Dec 28 2018
When a nor’easter struck the East Coast in early January 2018, a record-breaking high tide made several streets in Boston inaccessible, and in Boston’s Seaport District, seawater rushed down Seaport Boulevard.
The Aquarium subway station was forced to close by a deluge of water that poured down the steps leading down to the station. Just a week later, a team of students in a dry classroom on MIT’s campus discussed ways in which coastal cities such as Boston can cope with worsening floods caused by rising sea levels.
We live in a coastal city, so obviously we are being significantly impacted by sea level rise. We talked about the bad nor’easter earlier in January and brainstormed ways to mitigate the flooding.
Valerie Muldoon, third-year mechanical engineering student, MIT.
Muldoon and her colleagues were enrolled in 2.981 (New England Coastal Ecology), a class that meets at the time of MIT’s Independent Activities Period. The MIT Sea Grant College Program, which is affiliated with MIT’s Department of Mechanical Engineering, offers this course.
Juliet Simpson, a research engineer, and Carolina Bastidas, a research scientist, are MIT Sea Grant instructors who use the 4-week class to introduce students to the biological composition of coastal ecosystems, to the critical role played by there regions in protecting the environment, and to the impacts of human interaction and climate change on them.
“We want to give a taste of coastal communities in New England to the students at MIT — especially those who come from abroad or other parts of the U.S.,” stated Bastidas, a marine biologist who focuses her research primarily on coral and oyster reefs.
Muldoon, a double minor in energy studies and environment and sustainability, stated that she was “so excited to see a Course 2 class on coastal ecology.”
“I’m passionate about protecting the environment, so the topic really resonated with me,” she noted.
The course starts with an introduction to various types of coastal ecosystems seen in the New England area, for example, eelgrass meadows, rocky intertidal regions, kelp forests, and salt marshes. The course instructors not only offer an outline of the composition of each environment but they also discuss the physiology of the innumerable organisms living in them.
Midway through the course, students get to know about the influence of human effects such as eutrophication, climate change, and increased development on coastal habitats.
“We focus on climate change as it impacts coastal communities like rocky shores and salt marshes,” stated Simpson, a coastal ecologist who studies how plants and algae respond to human interference. “There are a lot of interesting implications for sea level rise for intertidal organisms.”
Increase in sea level, for instance, has driven organisms living in salt marshes to migrate upland. Variations in both air and water temperature also have a severe impact on the inhabitants of coastal regions.
As temperatures rise, all of those organisms are going to need to adapt or the communities are going to change, possibly dramatically.
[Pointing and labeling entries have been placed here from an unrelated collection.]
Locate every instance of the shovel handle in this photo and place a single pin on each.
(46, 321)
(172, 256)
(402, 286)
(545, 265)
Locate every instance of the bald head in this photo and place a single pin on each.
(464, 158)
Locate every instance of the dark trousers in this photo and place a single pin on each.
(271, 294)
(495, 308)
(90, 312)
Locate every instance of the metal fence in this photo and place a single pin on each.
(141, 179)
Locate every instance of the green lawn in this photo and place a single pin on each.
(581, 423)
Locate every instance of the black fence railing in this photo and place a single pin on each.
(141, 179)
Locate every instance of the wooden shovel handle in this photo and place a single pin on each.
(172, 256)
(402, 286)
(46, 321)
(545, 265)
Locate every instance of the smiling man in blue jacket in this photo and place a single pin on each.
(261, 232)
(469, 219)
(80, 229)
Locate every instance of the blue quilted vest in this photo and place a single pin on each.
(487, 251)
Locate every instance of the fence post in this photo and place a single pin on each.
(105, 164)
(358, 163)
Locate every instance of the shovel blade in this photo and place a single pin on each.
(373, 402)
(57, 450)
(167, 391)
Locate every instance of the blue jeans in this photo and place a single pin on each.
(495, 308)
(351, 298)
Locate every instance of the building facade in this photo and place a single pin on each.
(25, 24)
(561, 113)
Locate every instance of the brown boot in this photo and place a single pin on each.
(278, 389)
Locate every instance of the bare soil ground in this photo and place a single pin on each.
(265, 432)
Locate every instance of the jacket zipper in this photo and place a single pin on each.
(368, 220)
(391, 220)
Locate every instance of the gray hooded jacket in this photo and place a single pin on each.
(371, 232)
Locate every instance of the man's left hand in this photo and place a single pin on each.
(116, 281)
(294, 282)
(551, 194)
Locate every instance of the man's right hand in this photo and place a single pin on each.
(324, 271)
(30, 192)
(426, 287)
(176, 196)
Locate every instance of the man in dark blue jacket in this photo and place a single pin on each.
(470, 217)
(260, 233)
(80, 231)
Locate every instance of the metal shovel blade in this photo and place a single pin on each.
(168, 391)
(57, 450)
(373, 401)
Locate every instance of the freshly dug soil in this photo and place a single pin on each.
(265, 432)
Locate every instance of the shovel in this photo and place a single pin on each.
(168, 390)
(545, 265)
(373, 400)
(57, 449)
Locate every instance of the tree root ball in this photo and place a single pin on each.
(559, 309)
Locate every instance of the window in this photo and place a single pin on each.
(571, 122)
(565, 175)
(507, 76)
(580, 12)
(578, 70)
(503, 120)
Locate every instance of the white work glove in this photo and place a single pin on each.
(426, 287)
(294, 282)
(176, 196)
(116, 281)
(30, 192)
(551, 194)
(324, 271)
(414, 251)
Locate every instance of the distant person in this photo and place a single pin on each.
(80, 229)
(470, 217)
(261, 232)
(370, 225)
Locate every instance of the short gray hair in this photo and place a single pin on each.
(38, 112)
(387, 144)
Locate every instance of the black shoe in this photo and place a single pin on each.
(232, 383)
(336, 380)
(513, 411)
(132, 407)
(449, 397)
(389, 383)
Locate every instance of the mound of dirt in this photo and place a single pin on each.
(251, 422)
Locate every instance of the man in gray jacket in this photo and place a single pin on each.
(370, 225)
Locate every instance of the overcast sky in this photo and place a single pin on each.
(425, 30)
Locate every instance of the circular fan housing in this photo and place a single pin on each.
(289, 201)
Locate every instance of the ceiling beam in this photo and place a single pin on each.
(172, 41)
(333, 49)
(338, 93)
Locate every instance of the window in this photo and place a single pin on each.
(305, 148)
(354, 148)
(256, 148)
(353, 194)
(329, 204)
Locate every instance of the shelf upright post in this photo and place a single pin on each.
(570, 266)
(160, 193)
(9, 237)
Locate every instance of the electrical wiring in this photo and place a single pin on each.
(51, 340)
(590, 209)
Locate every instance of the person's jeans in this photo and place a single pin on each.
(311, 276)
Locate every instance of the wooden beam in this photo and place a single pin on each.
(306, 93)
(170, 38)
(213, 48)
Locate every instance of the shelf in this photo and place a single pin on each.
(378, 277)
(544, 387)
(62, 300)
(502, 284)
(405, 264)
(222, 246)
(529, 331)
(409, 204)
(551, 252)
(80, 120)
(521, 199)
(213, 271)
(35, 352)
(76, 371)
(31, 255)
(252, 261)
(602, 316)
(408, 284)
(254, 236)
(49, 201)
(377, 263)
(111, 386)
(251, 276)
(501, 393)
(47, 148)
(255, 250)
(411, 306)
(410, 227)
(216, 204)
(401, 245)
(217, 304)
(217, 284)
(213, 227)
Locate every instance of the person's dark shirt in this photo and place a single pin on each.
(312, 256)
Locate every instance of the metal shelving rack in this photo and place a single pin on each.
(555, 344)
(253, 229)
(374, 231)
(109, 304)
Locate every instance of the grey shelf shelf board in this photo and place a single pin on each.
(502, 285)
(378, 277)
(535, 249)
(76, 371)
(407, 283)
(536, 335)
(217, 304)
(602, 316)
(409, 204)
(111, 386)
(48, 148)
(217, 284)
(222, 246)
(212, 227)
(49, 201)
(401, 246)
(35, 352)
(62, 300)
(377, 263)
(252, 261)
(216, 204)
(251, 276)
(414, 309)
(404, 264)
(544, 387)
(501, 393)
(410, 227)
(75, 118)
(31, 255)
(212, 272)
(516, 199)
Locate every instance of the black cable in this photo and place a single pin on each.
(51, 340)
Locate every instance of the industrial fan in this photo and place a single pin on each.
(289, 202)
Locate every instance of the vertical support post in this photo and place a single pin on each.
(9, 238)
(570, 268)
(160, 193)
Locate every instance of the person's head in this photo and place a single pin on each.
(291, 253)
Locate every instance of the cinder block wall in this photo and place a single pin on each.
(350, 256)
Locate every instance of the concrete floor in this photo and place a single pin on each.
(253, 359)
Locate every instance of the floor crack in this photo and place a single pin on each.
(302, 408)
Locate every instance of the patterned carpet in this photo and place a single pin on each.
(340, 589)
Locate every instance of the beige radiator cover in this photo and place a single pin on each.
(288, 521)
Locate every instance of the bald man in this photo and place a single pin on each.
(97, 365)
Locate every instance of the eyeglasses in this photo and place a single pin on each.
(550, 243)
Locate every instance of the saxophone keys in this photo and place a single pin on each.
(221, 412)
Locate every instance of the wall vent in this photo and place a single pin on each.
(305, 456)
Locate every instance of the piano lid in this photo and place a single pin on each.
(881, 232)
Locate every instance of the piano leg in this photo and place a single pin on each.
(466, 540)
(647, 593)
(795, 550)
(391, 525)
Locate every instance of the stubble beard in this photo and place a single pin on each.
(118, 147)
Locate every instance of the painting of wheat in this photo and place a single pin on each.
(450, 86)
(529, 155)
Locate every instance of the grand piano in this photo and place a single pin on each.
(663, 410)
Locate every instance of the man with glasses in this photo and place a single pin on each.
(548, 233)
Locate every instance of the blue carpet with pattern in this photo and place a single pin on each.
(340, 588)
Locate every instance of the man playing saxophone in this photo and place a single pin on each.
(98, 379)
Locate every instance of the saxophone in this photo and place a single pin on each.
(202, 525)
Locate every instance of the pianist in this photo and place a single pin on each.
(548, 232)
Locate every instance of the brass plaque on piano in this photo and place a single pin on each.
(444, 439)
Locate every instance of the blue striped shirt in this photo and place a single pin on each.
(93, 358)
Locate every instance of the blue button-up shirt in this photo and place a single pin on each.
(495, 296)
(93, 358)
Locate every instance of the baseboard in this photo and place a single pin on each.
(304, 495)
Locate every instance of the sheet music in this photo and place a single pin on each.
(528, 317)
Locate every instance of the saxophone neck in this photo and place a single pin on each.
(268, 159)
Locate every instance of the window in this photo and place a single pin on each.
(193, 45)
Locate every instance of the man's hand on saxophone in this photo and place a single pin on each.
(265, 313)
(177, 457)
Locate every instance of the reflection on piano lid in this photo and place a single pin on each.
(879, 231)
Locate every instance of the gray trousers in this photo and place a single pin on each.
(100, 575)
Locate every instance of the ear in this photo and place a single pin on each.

Juliet Simpson, Research Engineer, MIT.
The protection of coastal ecosystems has widespread implications that reach beyond the plants and animals living there since they provide a natural defense against climate change. Several coastal regions are natural hotspots for carbon capture and sequestration. Enormous amounts of carbon are captured by seagrass meadows and salt marshes. This carbon can be stored for several thousand years in peat.
“I was shocked at how much carbon the plants in these ecosystems can hold through sequestration,” recalled Muldoon.
It is highly crucial to protect these areas to ensure this natural sequestration of carbon continues and to prevent leaking out of carbon already stored there. Coastal ecosystems are also conducive to protecting coastal cities, such as Boston, from flooding caused by an increase in sea level.
“We talk about the ecology of coastal cities and how flooding from storms and sea level rise impacts human communities,” added Simpson.
The class ends in a field trip to Odiorne Point State Park in New Hampshire. There, students can interact with the communities they have studied. Students gather data related to the species living in the adjacent rocky shore and salt marsh with the help of fundamental techniques in ecology.
Bastidas and Simpson will expand the scope of the class beyond New England in a new course—2.982 (Ecology and Sustainability of Coastal Ecosystems)—to be offered in fall 2019.
Although the impacts of climate change on coastal ecosystems often seem to be dreadful, the instructors want the focus of the students to be on the positive.
Rather than have students focus on the gloom and doom aspect, we want to encourage them to come up with novel solutions for dealing with climate change and carbon emissions.
Carolina Bastidas, Research Scientist, MIT.
Muldoon envisions an exceptional role for mechanical engineers such as herself in developing such solutions.
“I think it’s so important for mechanical engineering students to take classes like this one because we are definitely going to be needed to help mitigate the problems that come with sea level rise,” she stated.